Children are perceptive. They quickly pick up on scenarios and implicit messages. Glamourising alcohol or teaching children from a young age that alcohol is a good way to deal with stress sets a damaging precedent.

Say Goodbye To Hazy Mum Wine Memories And Hello To Sober Mum Memories Instead


The good news is that many mums are turning against the wine culture and seeking out different ways to destress. They’re swapping prosecco at kid’s parties for smoothies and using meditation instead of mimosas to relax.

If you’re a mum struggling to shift away from the mummy wine culture, there’s a variety of activities to help.

Find a new way to relax and destress. For example, learn how to meditate and enjoy quiet time while the baby sleeps. Or take a nap while the baby naps. Trying to get as much sleep as possible is essential as a parent. Early nights may seem boring, but you’ll feel far more refreshed in the morning without the wine hangover.

Exercise is also beneficial. Get outside and head with the buggy for a walk or jog. Or connect with other sober mums for playdates free from alcohol.

Alcohol Dependency Is No Laughing Matter


There are so many forms of merchandise on shelves and online that it’s inevitable that at least one friend or colleague ends up dishing them out.

I’ve been guilty of it myself. I intended to buy the card pictured below as a joke for a friend who was already a few years sober. But as I looked at the card later that day, and thought more carefully about it, I realised that it had the potential to touch a nerve. It was insensitive and although I wanted it to be considered a joke, I had no real idea of how my friend may actually view it. I never sent the card.

Even as I approach 8 years of alcohol-free living, I don’t think it’s necessary to be reminded of a life I’ve chosen to leave behind.

When friends joke about sobriety, it’s best to hold onto your whys and not get sucked into the so-called banter. Chances are they’re struggling themselves and are secretly admiring your determination. And f they can’t accept your sobriety, are they even friends at all? Perhaps they too need to take a long hard look at their drinking habits.

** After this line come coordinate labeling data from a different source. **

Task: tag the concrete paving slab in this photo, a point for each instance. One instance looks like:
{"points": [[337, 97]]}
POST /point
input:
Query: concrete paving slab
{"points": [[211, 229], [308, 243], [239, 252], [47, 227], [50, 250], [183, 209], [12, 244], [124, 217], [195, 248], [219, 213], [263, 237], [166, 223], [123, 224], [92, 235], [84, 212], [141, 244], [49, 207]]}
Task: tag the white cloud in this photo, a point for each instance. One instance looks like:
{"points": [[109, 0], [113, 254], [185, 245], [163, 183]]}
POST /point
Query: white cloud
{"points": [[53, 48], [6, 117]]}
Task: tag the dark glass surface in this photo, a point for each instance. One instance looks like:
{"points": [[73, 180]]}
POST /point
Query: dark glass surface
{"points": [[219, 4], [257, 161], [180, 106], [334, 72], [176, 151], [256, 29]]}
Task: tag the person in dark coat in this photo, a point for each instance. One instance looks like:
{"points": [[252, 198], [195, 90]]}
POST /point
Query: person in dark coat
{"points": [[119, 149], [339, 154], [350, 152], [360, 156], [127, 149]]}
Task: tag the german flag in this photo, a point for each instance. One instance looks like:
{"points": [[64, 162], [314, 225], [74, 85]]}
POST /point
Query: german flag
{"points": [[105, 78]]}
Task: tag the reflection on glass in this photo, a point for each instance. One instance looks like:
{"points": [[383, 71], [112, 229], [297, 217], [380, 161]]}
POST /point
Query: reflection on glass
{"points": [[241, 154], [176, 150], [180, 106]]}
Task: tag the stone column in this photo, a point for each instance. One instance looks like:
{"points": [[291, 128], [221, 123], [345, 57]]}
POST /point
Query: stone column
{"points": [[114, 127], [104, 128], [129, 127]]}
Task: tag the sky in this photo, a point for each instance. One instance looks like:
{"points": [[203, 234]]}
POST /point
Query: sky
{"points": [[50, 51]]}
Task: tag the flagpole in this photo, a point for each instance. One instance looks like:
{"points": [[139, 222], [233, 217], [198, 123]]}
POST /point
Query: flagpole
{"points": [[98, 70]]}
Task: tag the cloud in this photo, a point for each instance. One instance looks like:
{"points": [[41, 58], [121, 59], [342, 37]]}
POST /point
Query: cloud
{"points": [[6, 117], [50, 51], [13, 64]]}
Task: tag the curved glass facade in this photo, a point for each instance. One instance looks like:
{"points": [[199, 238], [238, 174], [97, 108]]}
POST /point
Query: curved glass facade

Reach Out For Help And Support


Seeking support can feel frightening. Many women fear asking for help with parenting is a sign of weakness.

Here’s the thing.

Asking for help is NOT a weakness. It’s a strength. It’s being courageous enough to step away from the norm and ask for help. There’s no weakness in that.

Admitting to having an issue with alcohol isn’t easy, and there’s fear of judgment. For mums, this fear intensifies if they feel their relationship with their children might be at risk.

But reaching out for help is the best thing to do. Speak to your partner, or confide in a sober friend. If you’d rather not speak with anyone too close to home, talk to a professional.

Somebody who’s been there and knows what you’re going through can help you find the courage and guidance you need to change. I’ve been held in the grip of alcohol and understand how difficult it can be to break free from its grip.

I can help you escape the mummy wine club. You don’t have to do this alone. I offer a 12 week 1:1 sober coaching programme to help you overcome any obstacles holding you back and map a new way forward.

Or, if you would like to chat about bespoke 1:1 time, this is also possible.

Alcohol is a poison that robs us of our true potential as a parent and an individual. It’s time to stop promoting wine as a cure for all mum’s stress. Parenting is demanding. It’s time to stop glamourising alcohol as the end to parental problems and ensure that real support and help are available to all instead.